Subprime CDS prices fell by -1.8% last month, following a seven-month rally that culminated in an overall price rise of 126%, according to a Fitch Solutions report.

Fitch Director David Austerweil partly attributed this modest decline to Maiden Lane II’s weak June auction performance, which was not only the largest auction thus far but also the least successful.  

Austerweil said that with just under 50% of the bid list selling, there is “abundance of future subprime supply that will continue to pose as a short-term negative for subprime CDS prices.”

Another detriment to prices is the remaining uncertainty on future Maiden Lane II supply resulting from a lack of a defined auction schedule from the New York Federal Reserve Bank, which Fitch analysts believe will serve as a ceiling for prices.

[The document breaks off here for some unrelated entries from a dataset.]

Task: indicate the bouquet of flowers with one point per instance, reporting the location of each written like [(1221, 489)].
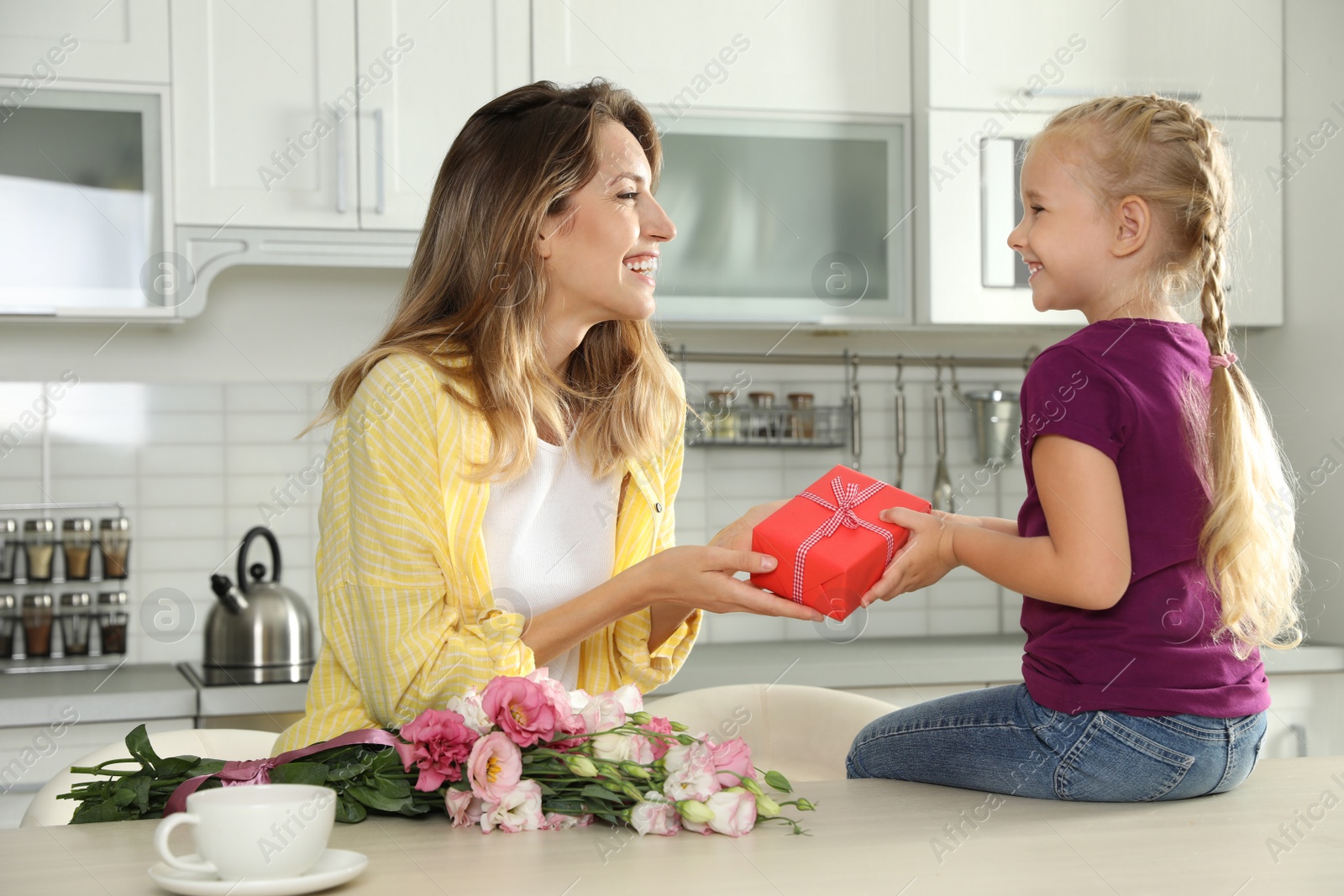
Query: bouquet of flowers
[(524, 754)]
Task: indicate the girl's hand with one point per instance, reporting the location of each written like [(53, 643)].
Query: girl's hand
[(702, 578), (925, 558)]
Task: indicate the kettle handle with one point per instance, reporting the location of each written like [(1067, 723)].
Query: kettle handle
[(242, 555)]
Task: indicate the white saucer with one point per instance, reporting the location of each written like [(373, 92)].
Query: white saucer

The current index level was listed at 12.18, down from 12.40 at the end of May. The report stated the largest price declines were seen in vintages, with the 2004 and 2005 vintages falling by -1.9% and -2.9% respectively. After significantly falling -8.4% last month, the 2006 vintage only suffered a slight -63 basis points drop. The 2007 vintage was the only vintage to increase, rising by 4.6%.

The price decrease was reflected in the 30-day and 60-day delinquencies rates, according to Fitch analysts, which rose 2.3% and 7.6% month-over-month rise respectively. The report attributed the growth in the 60-day rate to increased 30-day delinquencies and a rise in roll rates from 30-day to 60-day delinquencies.

There was an increase in both loans moving to the later stages of delinquency last month as well as loans moving from foreclosure to real estate owned, according to the report.   

“If a trend develops where a higher percentage of late-stage delinquency loans become real estate-owned, the foreclosure backlog may begin to clear,” Fitch Senior Director Alexander Reyngold said.